Adding observability to a system is not an afterthought. It must be designed in from the beginning. Every service receives a correlation ID from its caller and passes it along. Every service emits structured logs with the correlation ID. Every service exports metrics to a centralized time series database like Prometheus. Every service sends spans to a distributed tracing backend.
Service meshes add observability at the infrastructure level. A service mesh like Istio or Linkerd sits between your services and handles all network communication. Because it sees every request, it can automatically collect metrics, traces, and logs without your application code doing anything. Service meshes also provide traffic management, security, and reliability features like automatic retries and circuit breaking. The tradeoff is complexity. Running a service mesh is a significant operational burden.
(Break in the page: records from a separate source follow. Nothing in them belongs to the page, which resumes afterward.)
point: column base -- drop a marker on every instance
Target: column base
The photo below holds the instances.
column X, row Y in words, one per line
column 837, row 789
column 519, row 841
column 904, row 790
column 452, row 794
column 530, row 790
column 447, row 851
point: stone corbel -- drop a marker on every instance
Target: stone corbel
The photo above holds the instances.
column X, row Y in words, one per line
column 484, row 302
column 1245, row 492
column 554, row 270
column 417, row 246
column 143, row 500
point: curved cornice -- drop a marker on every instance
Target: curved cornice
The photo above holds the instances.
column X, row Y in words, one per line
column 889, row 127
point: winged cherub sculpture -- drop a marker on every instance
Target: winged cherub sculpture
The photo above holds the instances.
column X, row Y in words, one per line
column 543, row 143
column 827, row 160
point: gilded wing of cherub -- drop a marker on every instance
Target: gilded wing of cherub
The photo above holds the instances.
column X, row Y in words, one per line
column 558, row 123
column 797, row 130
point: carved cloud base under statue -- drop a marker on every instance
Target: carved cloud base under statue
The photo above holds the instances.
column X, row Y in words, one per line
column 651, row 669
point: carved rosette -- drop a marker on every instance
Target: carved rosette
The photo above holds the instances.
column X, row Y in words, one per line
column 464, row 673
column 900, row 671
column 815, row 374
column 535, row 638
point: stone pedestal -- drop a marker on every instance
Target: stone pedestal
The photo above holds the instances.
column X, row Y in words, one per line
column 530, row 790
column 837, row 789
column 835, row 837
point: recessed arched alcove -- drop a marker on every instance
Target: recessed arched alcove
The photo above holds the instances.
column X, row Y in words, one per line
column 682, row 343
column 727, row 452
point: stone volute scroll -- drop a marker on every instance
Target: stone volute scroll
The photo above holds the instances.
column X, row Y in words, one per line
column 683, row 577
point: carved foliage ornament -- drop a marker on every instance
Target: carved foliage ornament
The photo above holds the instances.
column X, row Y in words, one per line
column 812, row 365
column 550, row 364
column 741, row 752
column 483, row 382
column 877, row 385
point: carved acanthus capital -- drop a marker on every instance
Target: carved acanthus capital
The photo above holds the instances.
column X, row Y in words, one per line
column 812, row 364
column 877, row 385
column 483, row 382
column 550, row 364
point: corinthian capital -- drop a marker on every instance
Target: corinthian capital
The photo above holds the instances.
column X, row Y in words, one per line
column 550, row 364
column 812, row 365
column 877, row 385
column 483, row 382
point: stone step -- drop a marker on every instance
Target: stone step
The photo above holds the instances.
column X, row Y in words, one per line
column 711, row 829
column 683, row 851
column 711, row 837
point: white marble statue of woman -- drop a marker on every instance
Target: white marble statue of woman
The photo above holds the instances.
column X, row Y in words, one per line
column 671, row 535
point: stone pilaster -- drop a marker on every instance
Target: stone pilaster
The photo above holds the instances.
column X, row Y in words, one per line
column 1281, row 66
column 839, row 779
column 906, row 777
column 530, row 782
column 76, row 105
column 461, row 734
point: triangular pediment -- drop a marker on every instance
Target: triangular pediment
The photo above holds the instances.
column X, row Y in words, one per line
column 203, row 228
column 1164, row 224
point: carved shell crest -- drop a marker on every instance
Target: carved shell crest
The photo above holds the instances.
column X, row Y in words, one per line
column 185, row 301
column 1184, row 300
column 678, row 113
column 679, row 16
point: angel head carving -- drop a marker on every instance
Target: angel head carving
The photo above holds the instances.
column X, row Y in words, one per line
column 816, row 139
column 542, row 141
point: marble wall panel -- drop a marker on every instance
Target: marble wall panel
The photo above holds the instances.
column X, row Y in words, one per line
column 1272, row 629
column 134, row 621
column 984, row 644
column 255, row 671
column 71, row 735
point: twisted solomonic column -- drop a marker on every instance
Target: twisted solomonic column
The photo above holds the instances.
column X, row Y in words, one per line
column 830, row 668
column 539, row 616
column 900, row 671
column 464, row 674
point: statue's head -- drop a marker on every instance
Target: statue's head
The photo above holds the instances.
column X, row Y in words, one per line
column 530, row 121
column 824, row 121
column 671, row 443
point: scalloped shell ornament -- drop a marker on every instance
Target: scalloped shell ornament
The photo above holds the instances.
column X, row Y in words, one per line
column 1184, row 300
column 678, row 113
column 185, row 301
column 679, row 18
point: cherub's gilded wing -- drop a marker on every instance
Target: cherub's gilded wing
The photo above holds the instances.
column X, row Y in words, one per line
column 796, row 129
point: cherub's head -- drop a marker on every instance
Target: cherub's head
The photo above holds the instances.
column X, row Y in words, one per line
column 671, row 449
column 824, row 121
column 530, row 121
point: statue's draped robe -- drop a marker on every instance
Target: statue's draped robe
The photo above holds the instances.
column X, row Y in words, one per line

Some practical guidelines for building observable systems.
Use red, green, or amber metrics. For every service, define four key metrics. Request rate, error rate, duration, and saturation. If request rate is increasing, you have more traffic. If error rate is increasing, something is broken. If duration is increasing, something is slow. If saturation is increasing, you’re running out of resources. These four metrics give you a quick health check on any service.
Set alerting on symptoms, not causes. Alert on error rate exceeding 1% for 5 minutes, not on CPU exceeding 80%. The CPU might be high for a valid reason. The error rate tells you the user experience is degraded. That’s what matters.
Log at the right level. Info for normal operations. Warning for things that might become problems. Error for things that are problems. Debug for development. In production, info level is usually sufficient. Too much logging creates noise and costs money.
Make your dashboards tell a story. A dashboard with 30 charts is hard to read. A dashboard with 4 key charts that tell you if the system is healthy or not is far more useful. Drill down charts can live on separate dashboards.
Observability is not about collecting more data. It’s about collecting the right data and making it easy to find and understand. In a monolith, you can ssh into the server and watch logs. In a distributed system, you’re blind without proper observability. Design it in from day one or you’ll be debugging production issues by staring at logs for hours with no way to trace a request across services.